Micron-scale photonic devices integrated with standard CMOS processes have the potential to dramatically increase system bandwidths, performance, and configuration flexibility while reducing system power. I first describe some recent developments in silicon nanophotonic technology, such as microring resonators. Small devices have many advantages: reduced power, increased density, and increased speed. By integrating many thousands of these devices on a chip, photonics could potentially be used for most high-speed off-chip and global on-chip communication.

Integrated photonics has many advantages at the board and rack scale as well. Recent high-speed board-level electrical signaling (>2.5GHz) precludes the use of multi-drop busses or communication over long distances on ordinary inexpensive PC board materials. By using photonics, high fan-out and high-fan-in bus structures can be built. Due to the low loss of optical signals versus distance, these structures can even be distributed over rack-scale distances. This dramatically increases system flexibility while reducing interconnect power.
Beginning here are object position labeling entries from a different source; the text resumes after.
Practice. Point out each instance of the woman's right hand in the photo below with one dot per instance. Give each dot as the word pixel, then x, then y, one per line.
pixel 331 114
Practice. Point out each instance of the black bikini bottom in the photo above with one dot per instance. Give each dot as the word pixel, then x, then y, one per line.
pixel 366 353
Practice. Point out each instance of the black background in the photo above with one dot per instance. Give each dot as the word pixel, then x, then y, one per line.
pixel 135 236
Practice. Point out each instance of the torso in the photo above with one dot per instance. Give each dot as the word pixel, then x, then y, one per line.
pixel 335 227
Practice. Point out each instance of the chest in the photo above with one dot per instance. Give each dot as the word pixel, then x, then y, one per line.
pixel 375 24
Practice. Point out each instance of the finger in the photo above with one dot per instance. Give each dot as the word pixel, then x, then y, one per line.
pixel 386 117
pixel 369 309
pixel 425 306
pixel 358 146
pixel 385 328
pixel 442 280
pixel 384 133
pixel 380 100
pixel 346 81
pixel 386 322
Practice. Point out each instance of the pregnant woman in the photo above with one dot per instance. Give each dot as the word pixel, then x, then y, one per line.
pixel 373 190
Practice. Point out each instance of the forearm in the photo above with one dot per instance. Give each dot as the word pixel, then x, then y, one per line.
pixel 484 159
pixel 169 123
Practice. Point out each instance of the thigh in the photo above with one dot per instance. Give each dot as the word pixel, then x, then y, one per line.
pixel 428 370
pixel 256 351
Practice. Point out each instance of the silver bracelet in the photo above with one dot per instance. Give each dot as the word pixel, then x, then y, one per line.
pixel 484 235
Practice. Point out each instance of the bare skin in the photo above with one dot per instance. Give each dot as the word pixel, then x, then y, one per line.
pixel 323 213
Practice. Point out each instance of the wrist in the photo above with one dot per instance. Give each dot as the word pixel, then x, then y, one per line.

As an example of the potential impact of photonics, I describe a system architecture for the 2017 time frame we call Corona. Corona is a 3D many-core architecture that uses nanophotonic communication for both inter-core communication and off-stack communication to memory or I/O devices. Dense wavelength division multiplexed optically connected memory modules provide 10 terabyte per second memory bandwidth. A photonic crossbar fully interconnects its 256 low-power multithreaded cores at 20 terabyte per second bandwidth. We believe that in comparison with an electrically-connected many-core alternative, Corona can provide 2 to 6 times more performance on many memory intensive workloads, while simultaneously significantly reducing power.